Romney needed simply to clear the bar as credible on foreign policy if not equal to the president, who has lived the issues for four years. And he often avoided open conflict with the president by playing down differences as much as he sought to create contrasts. He concurred with Obama’s decision to withdraw from Afghanistan, go after terrorists with drones, and refrain from intervening militarily in Syria.

Inexplicably to many observers, Romney also opted not to press Obama on last month’s deadly attack on the US Consulate in Benghazi, Libya, a security lapse that has dogged the administration. Romney got slapped down in the last debate over the issue, some say because he (and the moderator) mishandled what should have been a strong criticism of Obama's handling of the crisis.

But he suggested Obama had failed on Iran, calling it “the greatest threat of all ... four years closer to a nuclear weapon.”

Romney also sought to allay concerns that he might be spoiling for war, saying that the US mission in the Middle East – and more broadly, the planet – is to ensure peace. (Women voters in particular, a cohort where Romney has made recent gains in polls, are turned off by saber-rattling.) Then he pivoted to his strong suit as a candidate, the economy.   

“[F]or us to be able to promote those principles of peace requires us to be strong, and that begins with a strong economy here at home, and unfortunately, the economy is not stronger,” said the former Massachusetts governor.

Obama went after Romney on the “strength” issue by criticizing him for calling for $2 trillion in additional military spending and a bigger Navy.

To Romney’s assertion that the Navy is smaller than at any time since 1917, Obama quipped, “Well, governor, we also have fewer horses and bayonets, because the nature of our military's changed.”

“So the question is not a game of Battleship, where we're counting ships,” Obama added.

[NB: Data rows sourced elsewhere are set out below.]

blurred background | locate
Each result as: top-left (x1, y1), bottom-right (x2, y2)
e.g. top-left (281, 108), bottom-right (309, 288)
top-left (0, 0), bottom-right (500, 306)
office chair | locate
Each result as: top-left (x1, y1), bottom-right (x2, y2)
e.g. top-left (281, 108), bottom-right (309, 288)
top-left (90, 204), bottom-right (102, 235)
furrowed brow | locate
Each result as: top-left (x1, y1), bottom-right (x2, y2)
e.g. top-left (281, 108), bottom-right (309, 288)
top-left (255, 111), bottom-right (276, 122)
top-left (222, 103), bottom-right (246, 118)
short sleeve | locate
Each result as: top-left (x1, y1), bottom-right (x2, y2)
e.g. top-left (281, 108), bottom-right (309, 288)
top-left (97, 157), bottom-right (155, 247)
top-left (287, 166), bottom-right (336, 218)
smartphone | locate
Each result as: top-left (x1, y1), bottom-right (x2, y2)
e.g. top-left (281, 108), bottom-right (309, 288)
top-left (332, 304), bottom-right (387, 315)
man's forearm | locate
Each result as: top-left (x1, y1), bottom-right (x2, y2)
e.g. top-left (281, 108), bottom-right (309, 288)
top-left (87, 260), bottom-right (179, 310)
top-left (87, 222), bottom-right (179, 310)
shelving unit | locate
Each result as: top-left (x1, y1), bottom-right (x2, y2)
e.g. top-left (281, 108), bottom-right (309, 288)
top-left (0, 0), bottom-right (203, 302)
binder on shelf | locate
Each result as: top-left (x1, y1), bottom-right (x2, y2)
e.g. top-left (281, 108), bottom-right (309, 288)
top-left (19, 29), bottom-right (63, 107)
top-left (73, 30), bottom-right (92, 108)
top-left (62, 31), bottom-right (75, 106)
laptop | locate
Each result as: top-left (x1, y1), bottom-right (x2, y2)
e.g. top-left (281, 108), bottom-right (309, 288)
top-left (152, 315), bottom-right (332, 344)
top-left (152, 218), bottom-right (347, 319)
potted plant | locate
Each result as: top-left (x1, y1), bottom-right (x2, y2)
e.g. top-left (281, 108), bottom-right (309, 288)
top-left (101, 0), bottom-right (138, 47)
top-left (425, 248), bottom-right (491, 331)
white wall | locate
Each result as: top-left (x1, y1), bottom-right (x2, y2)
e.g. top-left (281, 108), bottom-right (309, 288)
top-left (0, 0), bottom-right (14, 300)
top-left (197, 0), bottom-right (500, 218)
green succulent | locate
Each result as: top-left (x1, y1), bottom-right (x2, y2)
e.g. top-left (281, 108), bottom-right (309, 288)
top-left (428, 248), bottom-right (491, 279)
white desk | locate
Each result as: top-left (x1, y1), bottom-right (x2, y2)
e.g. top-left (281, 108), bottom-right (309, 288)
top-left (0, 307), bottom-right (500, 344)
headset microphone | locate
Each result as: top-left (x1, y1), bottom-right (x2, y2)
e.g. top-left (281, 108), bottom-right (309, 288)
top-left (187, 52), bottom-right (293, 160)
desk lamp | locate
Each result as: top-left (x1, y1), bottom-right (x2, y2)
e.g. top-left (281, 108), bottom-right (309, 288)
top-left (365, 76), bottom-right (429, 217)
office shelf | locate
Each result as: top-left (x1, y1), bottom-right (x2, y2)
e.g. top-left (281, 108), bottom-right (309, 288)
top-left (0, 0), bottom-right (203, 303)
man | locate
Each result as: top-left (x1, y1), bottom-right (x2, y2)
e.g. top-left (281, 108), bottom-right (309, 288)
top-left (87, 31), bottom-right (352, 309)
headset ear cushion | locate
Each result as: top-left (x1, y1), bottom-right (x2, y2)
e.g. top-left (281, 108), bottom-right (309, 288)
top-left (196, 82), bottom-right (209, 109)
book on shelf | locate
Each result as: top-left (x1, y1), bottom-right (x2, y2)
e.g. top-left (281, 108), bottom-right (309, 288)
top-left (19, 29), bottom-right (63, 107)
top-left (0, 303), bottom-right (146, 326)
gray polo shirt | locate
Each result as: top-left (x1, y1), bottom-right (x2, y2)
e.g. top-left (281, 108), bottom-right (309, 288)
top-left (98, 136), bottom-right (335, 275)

Still, the comparison of ships to horses and bayonets won't help him win the military vote in the battleground state of Virginia, home to the world's largest naval base.

But the candidates agree on the core issue of linking a stronger US economy to the nation’s ability to project power overseas. That led into a discussion of nationbuilding at home, including education policy. When the candidates began arguing about Romney’s record on education in Massachusetts, debate moderator Bob Schieffer of CBS nudged them back to the prescribed focus of the debate.

“Let me get back to foreign policy,” he said.

In the spin room afterward, aides to both candidates declared confidently their bosses had won the showdown, and were on their way to victory in two weeks. For Romney, who eliminated his deficit in national polls with Obama after the first debate and maintained it after the second, the key is to close the gap in a handful of tossup states, most important among them Ohio.  

“I think the momentum continues tonight,” said Ed Gillespie, a top Romney adviser. “As we’ve seen, as the American people see Mitt Romney directly for themselves and they hear him talk about his own positions, not the snippets on newscasts ...  they see he clearly has the capacity to be commander in chief, he has a plan to make us stronger economically at home.”

During the debate, Obama made his usual bow to the Midwest battleground in bringing up his intervention to save the auto industry. Obama’s advisers pointed to the exchange on the issue as a boon to the president.

“I must say, that long, sort of uncomfortable segment on the auto bailout tonight certainly isn’t going to help Governor Romney in Michigan,” said David Axelrod, Obama’s top strategist.

Still, it’s Ohio – where 1 in 8 jobs is tied to the auto industry – where the auto message is most crucial.

Obama brought up Ohio directly, in relation to a recent decision by the World Trade Organization to bar China from placing duties on certain US steel exports.

“Just recently,” Obama said, “steelworkers in Ohio and throughout the Midwest, Pennsylvania, are in a position now to sell steel to China, because we won that case.”